Kamis, 25 Februari 2021 | 11:21
NEWS

Tanda SOS di Pulau Laki Diduga dari Korban Sriwijaya Air, Ini Respons Basarnas

Tanda SOS di Pulau Laki Diduga dari Korban Sriwijaya Air, Ini Respons Basarnas
Tanda SOS di Pulau Laki (Dok Instagram)

ASKARA - Badan Sar Nasional (Basarnas) merespons informasi yang menyebutkan adanya sinyal pertolongan atau Save Our Soul (SOS) yang diduga korban pesawat Sriwijaya Air SJ182. 

Humas Basarnas, Yusuf Latif mengatakan, informasi yang tersebar di media sosial mengenai adanya aplikasi Google Earth, diduga mengarahkan ke Pulau Laki Kepulauan Seribu itu dipastikan tidak benar. 

"Enggak benar (informasi itu)," ujar Yusuf Latif kepada Askara saat dikonfirmasi, Rabu (20/1). 

Sebelumnya, Media sosial Instagram dikejutkan dengan tampilan Google Earth yang diarahkan ke Pulau Laki di Kepulauan Seribu. Tempat itu berdekatan dengan jatuhnya pesawat Sriwijaya Air SJ182 beberapa waktu lalu. 

Akun Instagram @manaberita mengaku mendapat direct message (DM) atau pesan langsung dari seorang netizen bernama @ditamarisaa, berisikan aplikasi pemetaan dan citra satelit itu. 

"Kak Dita memberi link di google earth yang menuju ke Pulau Laki yaitu Pulau terdekat dari lokasi jatuhnya pesawat Sriwijaya Air SJ182," kata akun Instagram tersebut, Selasa malam (19/1). 

Google Earth merupakan salah satu pemetaan citra satelit dengan resolusi hingga 15 meter per piksel. Aplikasi gratis itu dimanfaatkan setiap orang melihat data umum bumi dari udara, daratan, maupun lautan. 
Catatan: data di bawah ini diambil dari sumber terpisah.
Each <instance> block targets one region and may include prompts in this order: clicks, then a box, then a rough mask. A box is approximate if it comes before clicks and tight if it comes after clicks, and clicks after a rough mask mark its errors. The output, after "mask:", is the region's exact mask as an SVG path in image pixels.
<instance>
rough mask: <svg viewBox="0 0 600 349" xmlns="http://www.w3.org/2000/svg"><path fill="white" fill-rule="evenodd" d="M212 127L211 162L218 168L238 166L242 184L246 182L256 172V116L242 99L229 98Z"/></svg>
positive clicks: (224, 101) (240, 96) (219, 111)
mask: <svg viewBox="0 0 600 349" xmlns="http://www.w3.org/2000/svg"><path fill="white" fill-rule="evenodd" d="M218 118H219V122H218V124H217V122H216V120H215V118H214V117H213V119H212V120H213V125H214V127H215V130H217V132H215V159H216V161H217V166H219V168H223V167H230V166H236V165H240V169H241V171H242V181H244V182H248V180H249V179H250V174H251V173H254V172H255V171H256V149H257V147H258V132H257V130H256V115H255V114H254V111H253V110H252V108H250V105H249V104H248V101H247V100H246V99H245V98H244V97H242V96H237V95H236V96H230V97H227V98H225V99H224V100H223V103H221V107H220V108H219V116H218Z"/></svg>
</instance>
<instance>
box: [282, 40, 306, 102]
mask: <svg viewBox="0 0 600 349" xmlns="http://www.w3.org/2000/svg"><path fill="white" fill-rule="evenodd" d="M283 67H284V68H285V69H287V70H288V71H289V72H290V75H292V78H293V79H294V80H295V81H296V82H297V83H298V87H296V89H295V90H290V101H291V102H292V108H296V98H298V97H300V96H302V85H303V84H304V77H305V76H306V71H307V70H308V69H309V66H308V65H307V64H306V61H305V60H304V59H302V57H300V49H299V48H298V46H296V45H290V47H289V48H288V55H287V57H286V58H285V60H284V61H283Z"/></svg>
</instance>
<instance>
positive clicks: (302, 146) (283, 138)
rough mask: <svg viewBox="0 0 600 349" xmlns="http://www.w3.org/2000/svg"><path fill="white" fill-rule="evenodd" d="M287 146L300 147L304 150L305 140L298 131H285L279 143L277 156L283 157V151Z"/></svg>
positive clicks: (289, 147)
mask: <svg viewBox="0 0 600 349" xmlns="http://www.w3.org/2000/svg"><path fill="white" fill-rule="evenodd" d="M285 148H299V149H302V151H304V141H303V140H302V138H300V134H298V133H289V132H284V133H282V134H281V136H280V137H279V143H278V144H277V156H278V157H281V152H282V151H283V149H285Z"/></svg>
Akun Instagram itu kemudian menelusuri sebuah link Google Earth yang diterimanya. Hasilnya menunjukan menyerupai sinyal meminta bantuan. 

"Saat admin cek. Sebelum pukul 22.00 WIB terdapat tulisan #tolonginkita dan sekarang berubah menjadi SOS (Save Our Soul atau Selamatkan Jiwa Kami)," jelasnya.

Alhasil netizen pun ramai-ramai melaporkan hal ini kepada akun media sosial Basarnas @sar_nasional meminta Tim Basarnas untuk mengecek lokasi di Pulau Laki.

"Jujur, admin kurang mengerti apakah tulisan seperti itu bisa diedit atau tidak. Saat admin cek 5 menit lalu terdapat tulisan SOS," ucapnya.

Adanya sinyal bantuan itu, diharapkan dapat menemukan keajaiban atas kehendak Tuhan terkait peristiwa jatuhnya pesawat Sriwijaya Air. 

"Tentu, ini seperti ada harapan, kita tak tau apakah akan ada mukjizat," harapnya. 

Pesawat Sriwijaya SJ-182 rute Jakarta-Pontianak dilaporkan hilang kontak pada Sabtu (09/1) sore sekitar pukul 14.40 WIB. Pesawat jatuh di kawasan Kepulauan Seribu, antara Pulau Lancang dan Pulau Laki, tepatnya pada koordinat 05°57’47.81’’ S–106°34’10.76’’ E. 

Pesawat yang bertolak dari Bandara Soekarno-Hatta tersebut mengangkut 62 penumpang, terdiri dari 6 awak aktif, 40 orang dewasa, 7 anak-anak, 3 bayi, dan 6 awak sebagai penumpang.